Cahillik

       
cahillik,cehalet
Cehalet
          Selam millet, uzun bir aradan sonra yine bir şeyler karalama isteğiyle uyandım bu sabah. Yapacak daha iyi bir işiniz yoksa bu yazıyı okumaya devam edebilirsiniz. Benim de yapacak daha iyi bir işim olmadığı için youtube'da, amatör youtuber'ların sokak röportajlarını izleyerek geçiriyorum evdeki vaktimi.Amatör dediğime bakmayın, benim diyen haber kanallarından çok daha gerçekçi bir şekilde önümüze seriyor ülke manzaralarını. Ya kendimi kahkaha atarken buluyorum, ya da yuh ya bu kadar mı içler acısı insanların hali diye düşünürken buluyorum. Yaşadığımız çevreye, iletişim kurduğumuz insanlara bazen o kadar çok bağlanıyoruz ki, sanki herkesin bizim gibi yaşadığını düşünmeye başlıyoruz bir zaman sonra. Toplumun içinde oluşan tabakalar artık birbirinden o kadar çok kopmuş ki, iki tabaka arasından ancak solucan delikleri sayesinde geçiş yapmak mümkün olmuş. Tabi bunun en büyük nedeni, sahte bir dünya kurmamıza çanak tutan sözde medya diye iş yapan tv kanalları. İkincisi ise günün getirdiği şartlar altında, toplumculuktan daha çok bireyselciliğin daha ön plana çıkmış olması.

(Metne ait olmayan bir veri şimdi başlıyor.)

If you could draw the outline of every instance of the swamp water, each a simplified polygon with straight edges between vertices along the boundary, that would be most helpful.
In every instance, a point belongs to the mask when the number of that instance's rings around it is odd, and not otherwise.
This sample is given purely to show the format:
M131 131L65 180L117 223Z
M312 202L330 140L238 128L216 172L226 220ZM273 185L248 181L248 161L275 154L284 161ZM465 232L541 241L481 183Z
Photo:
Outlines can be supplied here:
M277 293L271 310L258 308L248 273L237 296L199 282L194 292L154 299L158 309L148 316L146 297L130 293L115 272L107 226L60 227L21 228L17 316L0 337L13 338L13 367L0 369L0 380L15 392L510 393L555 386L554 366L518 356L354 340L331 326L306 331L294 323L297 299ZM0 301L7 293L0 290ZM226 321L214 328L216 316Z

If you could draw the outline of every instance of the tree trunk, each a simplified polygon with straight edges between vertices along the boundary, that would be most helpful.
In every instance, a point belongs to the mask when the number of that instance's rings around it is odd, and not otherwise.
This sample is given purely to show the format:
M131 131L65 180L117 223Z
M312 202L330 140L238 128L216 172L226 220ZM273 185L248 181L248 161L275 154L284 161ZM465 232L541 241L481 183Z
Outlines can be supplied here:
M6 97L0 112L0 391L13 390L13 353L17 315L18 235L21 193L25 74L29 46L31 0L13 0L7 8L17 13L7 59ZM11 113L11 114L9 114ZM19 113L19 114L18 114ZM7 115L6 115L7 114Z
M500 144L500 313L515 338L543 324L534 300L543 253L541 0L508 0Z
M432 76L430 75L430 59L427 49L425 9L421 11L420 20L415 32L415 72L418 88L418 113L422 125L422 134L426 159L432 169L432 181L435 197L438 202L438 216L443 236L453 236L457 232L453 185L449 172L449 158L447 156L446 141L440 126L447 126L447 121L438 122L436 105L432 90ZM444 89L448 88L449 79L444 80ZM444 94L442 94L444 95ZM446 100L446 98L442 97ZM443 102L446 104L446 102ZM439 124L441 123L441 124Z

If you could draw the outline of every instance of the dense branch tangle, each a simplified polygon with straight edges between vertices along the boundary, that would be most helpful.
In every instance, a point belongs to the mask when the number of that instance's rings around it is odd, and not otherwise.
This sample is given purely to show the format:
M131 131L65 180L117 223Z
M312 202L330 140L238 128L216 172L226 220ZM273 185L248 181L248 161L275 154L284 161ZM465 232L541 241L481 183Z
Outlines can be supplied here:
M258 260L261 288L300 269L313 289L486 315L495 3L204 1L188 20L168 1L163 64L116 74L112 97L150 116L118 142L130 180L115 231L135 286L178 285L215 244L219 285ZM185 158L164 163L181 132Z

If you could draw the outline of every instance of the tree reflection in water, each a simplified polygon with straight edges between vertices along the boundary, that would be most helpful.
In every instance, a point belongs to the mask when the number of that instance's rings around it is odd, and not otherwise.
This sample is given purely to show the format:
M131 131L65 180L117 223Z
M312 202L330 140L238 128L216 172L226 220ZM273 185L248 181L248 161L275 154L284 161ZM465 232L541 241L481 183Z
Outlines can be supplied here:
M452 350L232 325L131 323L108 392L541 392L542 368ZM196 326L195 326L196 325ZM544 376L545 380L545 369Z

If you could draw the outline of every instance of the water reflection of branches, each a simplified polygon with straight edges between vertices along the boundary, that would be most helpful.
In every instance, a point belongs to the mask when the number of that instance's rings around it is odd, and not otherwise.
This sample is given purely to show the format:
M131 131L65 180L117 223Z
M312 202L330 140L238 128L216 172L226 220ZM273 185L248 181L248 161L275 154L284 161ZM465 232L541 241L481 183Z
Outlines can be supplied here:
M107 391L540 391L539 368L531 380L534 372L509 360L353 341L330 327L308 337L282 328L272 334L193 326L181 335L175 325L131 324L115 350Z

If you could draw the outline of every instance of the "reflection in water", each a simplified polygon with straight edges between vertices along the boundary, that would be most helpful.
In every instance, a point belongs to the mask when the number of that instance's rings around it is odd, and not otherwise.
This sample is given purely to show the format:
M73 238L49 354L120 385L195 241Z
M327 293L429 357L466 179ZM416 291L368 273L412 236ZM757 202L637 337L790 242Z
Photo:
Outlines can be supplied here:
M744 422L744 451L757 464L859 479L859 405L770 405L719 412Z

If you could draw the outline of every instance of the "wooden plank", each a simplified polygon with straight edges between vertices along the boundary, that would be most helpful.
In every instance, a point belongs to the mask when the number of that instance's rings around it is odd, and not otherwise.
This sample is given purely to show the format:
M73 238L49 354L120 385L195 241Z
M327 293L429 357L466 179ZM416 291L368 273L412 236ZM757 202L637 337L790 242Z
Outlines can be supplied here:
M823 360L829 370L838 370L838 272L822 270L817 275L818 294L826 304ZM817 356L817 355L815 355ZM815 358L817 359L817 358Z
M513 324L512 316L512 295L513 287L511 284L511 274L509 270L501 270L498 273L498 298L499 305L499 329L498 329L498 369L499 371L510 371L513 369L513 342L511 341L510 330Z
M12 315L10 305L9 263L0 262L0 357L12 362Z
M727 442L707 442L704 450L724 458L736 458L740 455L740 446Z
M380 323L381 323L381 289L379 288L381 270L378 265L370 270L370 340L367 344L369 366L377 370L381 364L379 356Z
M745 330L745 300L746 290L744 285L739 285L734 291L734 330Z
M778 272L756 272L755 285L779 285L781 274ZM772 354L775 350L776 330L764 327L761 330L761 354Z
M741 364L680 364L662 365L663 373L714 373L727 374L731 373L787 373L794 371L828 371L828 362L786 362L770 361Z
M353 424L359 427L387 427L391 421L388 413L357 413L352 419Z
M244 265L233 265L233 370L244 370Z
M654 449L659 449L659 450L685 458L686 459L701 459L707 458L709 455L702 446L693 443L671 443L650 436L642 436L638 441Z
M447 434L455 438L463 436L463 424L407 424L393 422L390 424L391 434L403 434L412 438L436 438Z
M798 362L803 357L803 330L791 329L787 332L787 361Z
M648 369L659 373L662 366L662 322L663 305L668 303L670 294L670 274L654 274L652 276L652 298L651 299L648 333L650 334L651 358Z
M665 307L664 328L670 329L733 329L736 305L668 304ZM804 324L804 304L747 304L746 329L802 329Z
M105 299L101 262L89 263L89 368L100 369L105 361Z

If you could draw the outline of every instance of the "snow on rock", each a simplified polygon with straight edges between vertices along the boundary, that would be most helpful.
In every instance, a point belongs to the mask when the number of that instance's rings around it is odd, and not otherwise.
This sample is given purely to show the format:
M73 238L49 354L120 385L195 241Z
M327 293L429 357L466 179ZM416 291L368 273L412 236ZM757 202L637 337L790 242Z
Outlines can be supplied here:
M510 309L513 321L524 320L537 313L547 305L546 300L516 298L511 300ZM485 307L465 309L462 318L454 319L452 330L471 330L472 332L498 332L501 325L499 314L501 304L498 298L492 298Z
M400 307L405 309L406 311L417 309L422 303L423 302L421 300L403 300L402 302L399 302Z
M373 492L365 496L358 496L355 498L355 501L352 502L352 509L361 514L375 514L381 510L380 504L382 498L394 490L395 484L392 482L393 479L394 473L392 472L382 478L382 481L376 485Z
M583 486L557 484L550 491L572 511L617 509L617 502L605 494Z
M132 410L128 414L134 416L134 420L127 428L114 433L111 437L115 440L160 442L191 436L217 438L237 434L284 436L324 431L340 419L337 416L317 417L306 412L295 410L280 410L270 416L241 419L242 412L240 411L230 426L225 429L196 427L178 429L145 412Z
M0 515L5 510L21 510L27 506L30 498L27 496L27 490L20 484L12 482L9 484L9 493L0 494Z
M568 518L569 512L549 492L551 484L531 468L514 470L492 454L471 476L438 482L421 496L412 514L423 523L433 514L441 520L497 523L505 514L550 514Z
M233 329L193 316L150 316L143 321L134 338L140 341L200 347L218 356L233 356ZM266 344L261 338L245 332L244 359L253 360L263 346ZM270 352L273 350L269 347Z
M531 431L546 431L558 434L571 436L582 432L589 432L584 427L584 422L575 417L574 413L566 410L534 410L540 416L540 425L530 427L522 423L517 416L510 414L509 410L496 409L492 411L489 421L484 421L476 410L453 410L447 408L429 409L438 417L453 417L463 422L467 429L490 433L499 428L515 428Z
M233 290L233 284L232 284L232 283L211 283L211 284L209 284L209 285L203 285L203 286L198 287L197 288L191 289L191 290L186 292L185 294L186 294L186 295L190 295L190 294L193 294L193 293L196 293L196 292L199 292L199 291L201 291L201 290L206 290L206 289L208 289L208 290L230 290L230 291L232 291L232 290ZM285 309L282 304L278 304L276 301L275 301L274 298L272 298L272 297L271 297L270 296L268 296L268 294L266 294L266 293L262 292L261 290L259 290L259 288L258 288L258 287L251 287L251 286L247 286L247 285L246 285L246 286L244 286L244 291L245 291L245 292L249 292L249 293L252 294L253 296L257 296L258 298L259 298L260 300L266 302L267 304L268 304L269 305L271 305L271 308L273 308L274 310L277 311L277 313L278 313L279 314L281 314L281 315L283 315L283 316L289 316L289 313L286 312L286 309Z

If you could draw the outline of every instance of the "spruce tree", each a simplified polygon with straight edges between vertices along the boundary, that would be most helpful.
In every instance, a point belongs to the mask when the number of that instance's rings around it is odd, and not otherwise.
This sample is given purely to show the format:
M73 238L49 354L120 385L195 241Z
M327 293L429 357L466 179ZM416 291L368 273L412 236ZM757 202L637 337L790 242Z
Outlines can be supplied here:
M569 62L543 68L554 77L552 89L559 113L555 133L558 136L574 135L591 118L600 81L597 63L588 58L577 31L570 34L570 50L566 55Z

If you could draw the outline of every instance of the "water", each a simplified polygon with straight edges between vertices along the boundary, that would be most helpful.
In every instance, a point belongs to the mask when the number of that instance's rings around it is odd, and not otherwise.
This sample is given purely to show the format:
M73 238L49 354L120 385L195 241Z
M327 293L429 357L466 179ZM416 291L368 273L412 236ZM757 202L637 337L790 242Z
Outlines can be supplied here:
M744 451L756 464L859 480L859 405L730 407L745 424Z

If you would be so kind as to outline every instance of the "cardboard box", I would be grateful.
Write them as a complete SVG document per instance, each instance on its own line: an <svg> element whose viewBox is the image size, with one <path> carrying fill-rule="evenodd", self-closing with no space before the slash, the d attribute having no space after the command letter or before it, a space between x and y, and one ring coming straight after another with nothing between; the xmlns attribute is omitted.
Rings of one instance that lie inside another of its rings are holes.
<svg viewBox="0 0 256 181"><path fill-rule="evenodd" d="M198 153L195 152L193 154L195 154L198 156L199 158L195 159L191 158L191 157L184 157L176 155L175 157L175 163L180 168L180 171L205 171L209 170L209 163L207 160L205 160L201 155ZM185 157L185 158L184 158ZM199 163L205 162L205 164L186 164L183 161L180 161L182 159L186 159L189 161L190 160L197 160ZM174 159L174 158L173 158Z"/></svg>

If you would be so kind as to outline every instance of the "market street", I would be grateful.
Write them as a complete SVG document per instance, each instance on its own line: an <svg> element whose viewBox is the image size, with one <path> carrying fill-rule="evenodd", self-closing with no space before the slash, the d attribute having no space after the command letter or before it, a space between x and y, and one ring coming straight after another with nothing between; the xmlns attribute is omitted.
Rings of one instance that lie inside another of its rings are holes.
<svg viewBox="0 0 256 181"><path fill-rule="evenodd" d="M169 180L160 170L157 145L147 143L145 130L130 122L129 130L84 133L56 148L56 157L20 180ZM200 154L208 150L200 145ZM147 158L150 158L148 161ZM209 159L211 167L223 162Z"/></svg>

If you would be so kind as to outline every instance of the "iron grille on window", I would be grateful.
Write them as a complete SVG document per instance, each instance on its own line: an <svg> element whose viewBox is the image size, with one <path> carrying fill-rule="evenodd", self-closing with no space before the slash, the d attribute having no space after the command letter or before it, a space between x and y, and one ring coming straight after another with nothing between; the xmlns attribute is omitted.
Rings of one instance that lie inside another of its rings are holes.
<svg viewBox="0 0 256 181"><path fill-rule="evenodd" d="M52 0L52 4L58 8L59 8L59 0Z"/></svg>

         Tarihte 1000 yılında uyuyup 1500 yılında uyanan bir insan olsaydı, uyandığı dünyaya çok da şaşırmazdı herhalde. Teknolojik olarak, yaşam koşulları olarak, ya da ülkelerin siyasi sınırları olarak değişiklik olsa da, yine de uyandığında kendini farklı bir dünyada hissetmezdi. Ama 1500 yılında uyuyup, bu sabah iphone sesi ile uyansaydı bir insan kendisinin herhalde cennet ya da cehennemde uyandığını düşünebilirdi. Peki iki dönem arasında bu kadar fark yaratacak şeye sebep olan neydi ? İşte buna verebilecek çok fazla sayıda cevabımız olurdu eminim. Benim verebileceğim en iyi cevap ise Cehaletin keşfedilmesiydi. Yaklaşık 70-100 bin yıl önce ortaya çıkan Sapiens'in tam olarak "bilmiyoruz" diyebilmesiydi. Cahillik, cehalet günümüzde sanki insanlara hakaret unsuru olarak kullanılmakta olan bir kelime olarak düşünülebilir. Ama insanoğlunun belki de bu denli gelişmesine ve hala daha gelişiyor olmasına doğrudan katkı sağlayan bir kelime olmuştur. Oysa cahil kelimesi Tdk'nın verdiği ikinci anlamda, " belli bir konuda yeterli bilgisi olmayan kişi" demektir. Ve bu da öğrenmenin ilk basamağını oluşturur. 1500 yıllarından sonra insan kökü ignoramus olan bilmiyoruz anlamında kullanılan kelime ile yola çıkmıştır artık.Takip eden süreçte reform hareketleri ile o zamana kadar bilginin kaynağı kabul edilen, dünya üzerinde her şeyin bilindiğini iddia eden din adamlarına karşı çıkmış ve yeni keşiflere doğru yol almıştır.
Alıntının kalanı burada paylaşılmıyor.